Langkah selanjutnya, jelas Firdaus, adalah dengan memperbaiki sistem efisiensi layanan dan anggaran di BPJS.

“Efisiensi layanan adalah bagaimana BPJS mengontrol sebagai pihak operator memberikan layanan optimal kepada masyarakat yang membutuhkan. Obat yang harusnya perlu dua hari, tidak perlu dikasih empat hari makan,” katanya.

Sementara, terkait efisiensi anggaran, BPJS Kesehatan perlu memperbaiki sistem klaim oleh rumah sakit.

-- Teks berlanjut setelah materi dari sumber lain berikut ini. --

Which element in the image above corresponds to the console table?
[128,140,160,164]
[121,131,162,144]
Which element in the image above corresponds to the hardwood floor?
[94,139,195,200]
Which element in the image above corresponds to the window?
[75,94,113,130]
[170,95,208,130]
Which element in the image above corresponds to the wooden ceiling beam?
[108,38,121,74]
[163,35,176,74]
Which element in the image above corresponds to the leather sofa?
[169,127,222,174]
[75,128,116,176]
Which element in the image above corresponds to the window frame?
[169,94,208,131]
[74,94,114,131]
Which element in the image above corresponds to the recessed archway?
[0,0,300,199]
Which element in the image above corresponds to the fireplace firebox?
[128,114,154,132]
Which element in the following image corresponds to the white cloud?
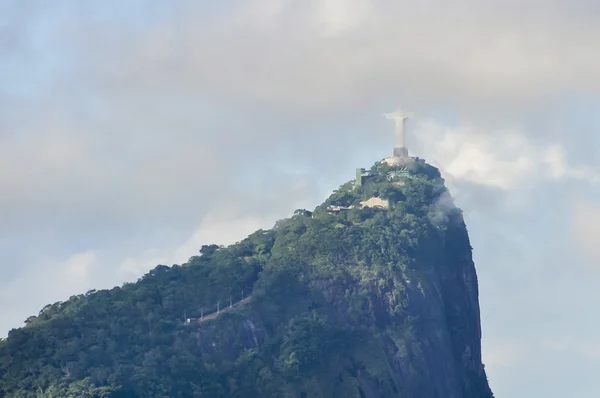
[415,120,600,190]
[482,338,530,372]
[569,197,600,267]
[119,207,300,279]
[0,250,98,334]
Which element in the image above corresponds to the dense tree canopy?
[0,159,491,397]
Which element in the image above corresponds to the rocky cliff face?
[0,162,493,398]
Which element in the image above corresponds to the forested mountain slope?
[0,162,493,398]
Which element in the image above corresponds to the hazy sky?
[0,0,600,398]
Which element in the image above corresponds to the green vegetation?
[0,163,492,398]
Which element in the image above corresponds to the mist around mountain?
[0,160,493,398]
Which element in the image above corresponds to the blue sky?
[0,0,600,398]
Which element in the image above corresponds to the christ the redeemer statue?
[383,109,414,158]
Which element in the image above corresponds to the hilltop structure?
[355,108,424,187]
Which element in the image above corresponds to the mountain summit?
[0,158,493,398]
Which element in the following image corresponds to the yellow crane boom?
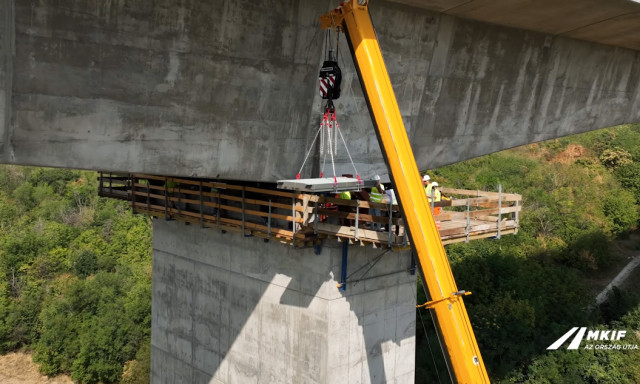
[320,0,489,384]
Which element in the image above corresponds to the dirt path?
[0,352,73,384]
[596,256,640,305]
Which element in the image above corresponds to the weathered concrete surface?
[151,220,416,384]
[392,0,640,50]
[0,0,640,181]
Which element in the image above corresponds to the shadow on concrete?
[152,220,415,383]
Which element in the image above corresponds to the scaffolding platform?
[99,172,522,249]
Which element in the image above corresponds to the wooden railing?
[99,172,521,248]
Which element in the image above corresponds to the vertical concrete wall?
[151,220,416,384]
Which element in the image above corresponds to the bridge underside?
[0,0,640,181]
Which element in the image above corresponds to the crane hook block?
[320,60,342,100]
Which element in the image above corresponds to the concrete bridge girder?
[0,0,640,181]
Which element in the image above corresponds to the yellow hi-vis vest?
[427,189,442,202]
[369,187,384,203]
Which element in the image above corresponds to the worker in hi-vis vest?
[422,175,431,198]
[369,175,384,231]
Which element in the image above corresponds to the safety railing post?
[164,177,169,220]
[513,200,520,234]
[387,201,393,247]
[131,176,136,212]
[267,199,271,237]
[216,191,222,228]
[147,180,151,214]
[198,180,204,228]
[291,193,296,248]
[242,185,245,237]
[497,184,502,239]
[464,199,471,243]
[353,199,360,241]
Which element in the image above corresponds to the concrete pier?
[151,220,416,384]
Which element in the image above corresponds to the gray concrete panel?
[0,0,640,181]
[151,220,416,384]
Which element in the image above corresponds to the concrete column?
[0,0,15,163]
[151,220,416,384]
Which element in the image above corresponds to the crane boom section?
[320,0,489,384]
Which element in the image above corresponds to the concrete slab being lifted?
[278,177,365,192]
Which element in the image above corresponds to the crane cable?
[411,278,442,384]
[296,29,362,187]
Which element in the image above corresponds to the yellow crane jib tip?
[416,291,471,308]
[319,0,369,30]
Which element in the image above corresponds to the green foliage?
[600,148,633,169]
[0,166,151,383]
[416,126,640,383]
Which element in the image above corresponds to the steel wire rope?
[411,278,442,384]
[336,122,360,179]
[298,124,322,176]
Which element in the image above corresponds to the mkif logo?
[547,327,638,350]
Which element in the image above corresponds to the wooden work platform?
[99,172,522,249]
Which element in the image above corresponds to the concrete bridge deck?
[0,0,640,181]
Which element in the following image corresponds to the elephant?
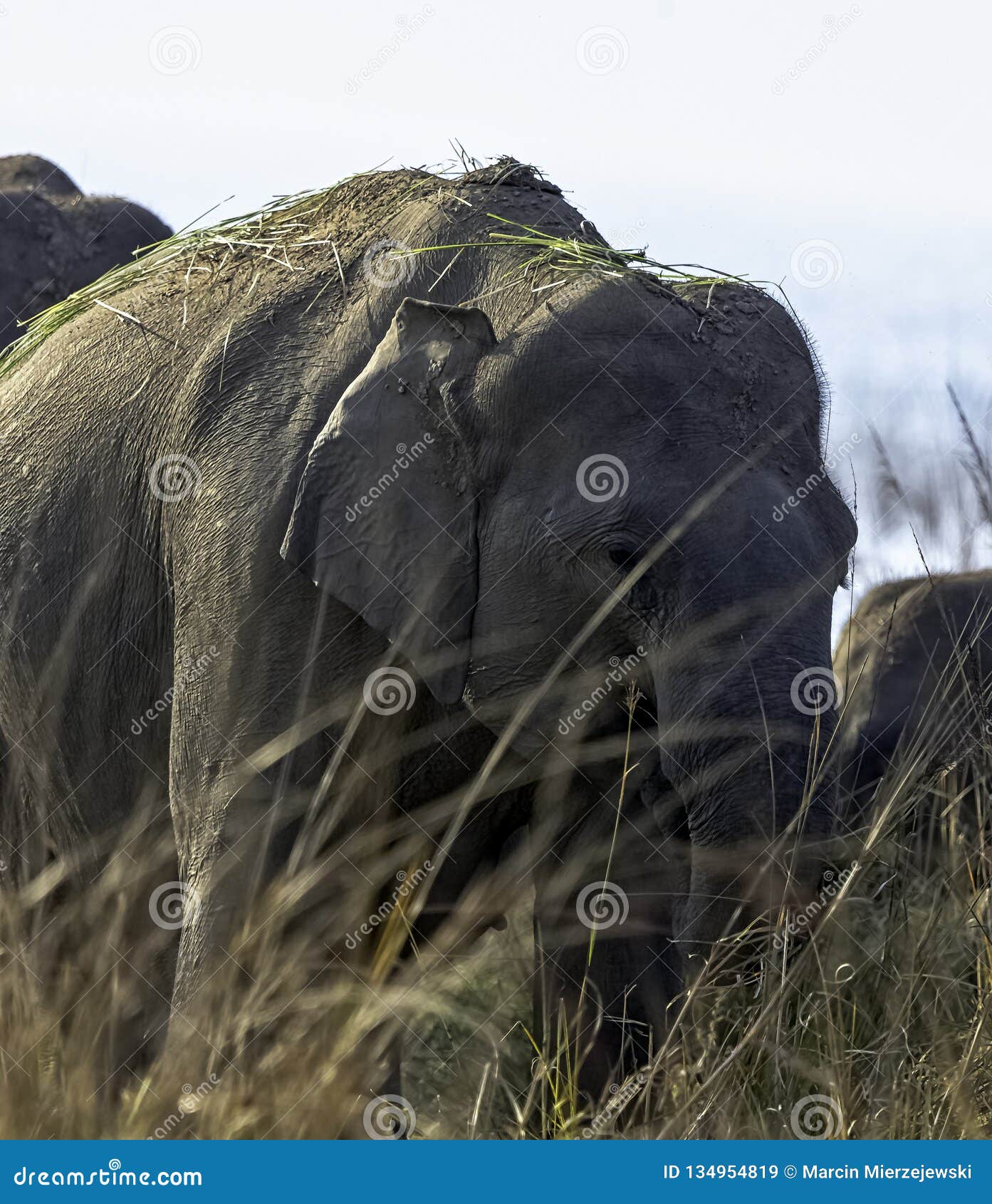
[0,154,172,349]
[0,160,856,1094]
[835,571,992,819]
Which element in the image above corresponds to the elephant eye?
[607,543,640,573]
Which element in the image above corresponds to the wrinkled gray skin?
[835,572,992,818]
[0,154,172,348]
[0,160,855,1103]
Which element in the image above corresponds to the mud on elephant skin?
[0,154,172,349]
[0,161,855,1103]
[835,571,992,820]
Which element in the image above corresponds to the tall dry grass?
[0,392,992,1139]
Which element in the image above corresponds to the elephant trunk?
[655,643,837,953]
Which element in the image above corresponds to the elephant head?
[283,276,855,967]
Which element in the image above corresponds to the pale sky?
[0,0,992,599]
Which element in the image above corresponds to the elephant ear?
[282,297,496,703]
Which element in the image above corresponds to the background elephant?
[0,161,855,1103]
[0,154,172,348]
[835,572,992,816]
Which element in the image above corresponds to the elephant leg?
[533,761,687,1104]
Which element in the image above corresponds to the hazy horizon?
[0,0,992,602]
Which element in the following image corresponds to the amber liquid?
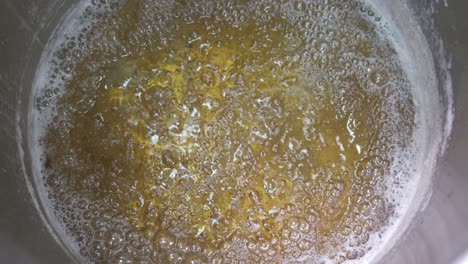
[38,1,414,263]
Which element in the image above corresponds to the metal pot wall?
[0,0,468,264]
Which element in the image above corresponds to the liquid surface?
[36,0,415,263]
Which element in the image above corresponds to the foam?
[30,0,453,263]
[352,0,453,263]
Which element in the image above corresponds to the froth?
[32,1,450,263]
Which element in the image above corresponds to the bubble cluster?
[35,0,415,263]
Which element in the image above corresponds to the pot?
[0,0,468,264]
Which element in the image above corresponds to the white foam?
[355,0,453,263]
[29,0,453,263]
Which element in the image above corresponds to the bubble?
[35,0,418,263]
[154,231,176,251]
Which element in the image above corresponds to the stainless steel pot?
[0,0,468,264]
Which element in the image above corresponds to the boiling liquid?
[37,0,415,263]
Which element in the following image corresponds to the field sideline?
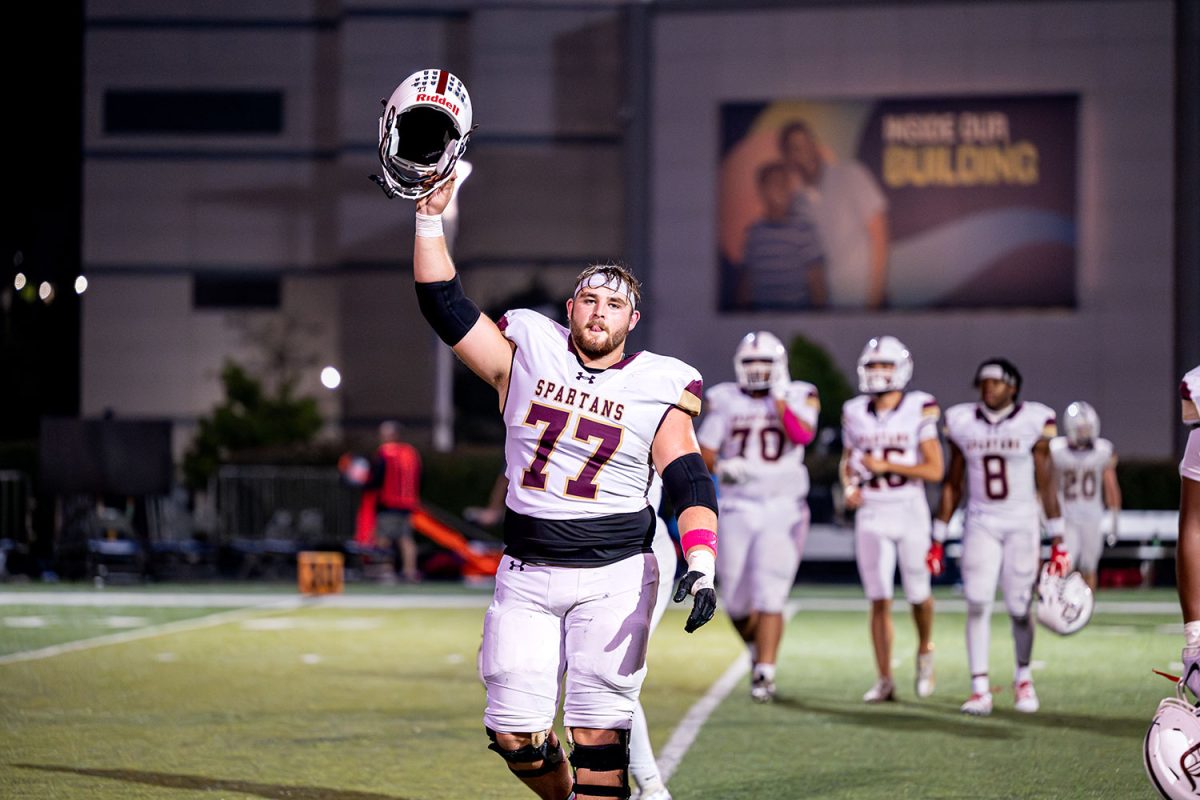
[0,584,1182,800]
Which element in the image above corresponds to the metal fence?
[215,467,358,545]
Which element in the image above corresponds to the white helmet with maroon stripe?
[1141,682,1200,800]
[371,70,474,200]
[1062,401,1100,447]
[858,336,912,395]
[733,331,790,392]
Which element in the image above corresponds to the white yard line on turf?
[0,596,301,664]
[658,600,800,783]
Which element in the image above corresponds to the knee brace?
[570,730,630,798]
[485,728,563,777]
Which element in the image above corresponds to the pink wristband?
[679,528,716,554]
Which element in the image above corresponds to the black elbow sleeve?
[416,275,480,347]
[662,453,716,516]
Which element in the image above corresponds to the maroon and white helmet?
[733,331,791,392]
[1038,561,1096,636]
[858,336,912,395]
[1062,401,1100,447]
[1141,681,1200,800]
[371,70,474,200]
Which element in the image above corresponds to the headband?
[571,270,637,308]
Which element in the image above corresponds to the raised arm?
[413,179,512,398]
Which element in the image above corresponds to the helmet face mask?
[1038,561,1096,636]
[858,336,912,395]
[1063,401,1100,449]
[1142,681,1200,800]
[376,70,474,200]
[733,331,791,392]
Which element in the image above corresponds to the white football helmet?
[1141,684,1200,800]
[371,70,474,200]
[1038,561,1096,636]
[1062,401,1100,447]
[733,331,791,392]
[858,336,912,395]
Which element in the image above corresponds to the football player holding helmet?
[1141,681,1200,800]
[371,70,474,200]
[1038,561,1096,636]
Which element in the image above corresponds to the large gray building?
[82,0,1200,458]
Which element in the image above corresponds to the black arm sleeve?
[416,273,480,347]
[662,453,716,517]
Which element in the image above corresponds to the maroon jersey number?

“Jangan sampai timbul tindak kejahatan oleh rumah sakit soal klaim anggaran ini. Jangan sampai ada rumah sakit yang pasiennya sakitnya A tapi malah diubah menjadi B. Digelembungkan dananya. Itu banyak terjadi. Itu kan menjadikan BPJS rugi,” ujarnya.

Kata Firdaus, langkah-langkah tersebut perlu dilakukan oleh pemerintah sebagai solusi jangka panjang untuk mengatasi defisit di BPJS Kesehatan.

“Memang evaluasi iuran itu penting, tapi evaluasi BPJS dalam hal praktiknya juga harus dilakukan,” katanya.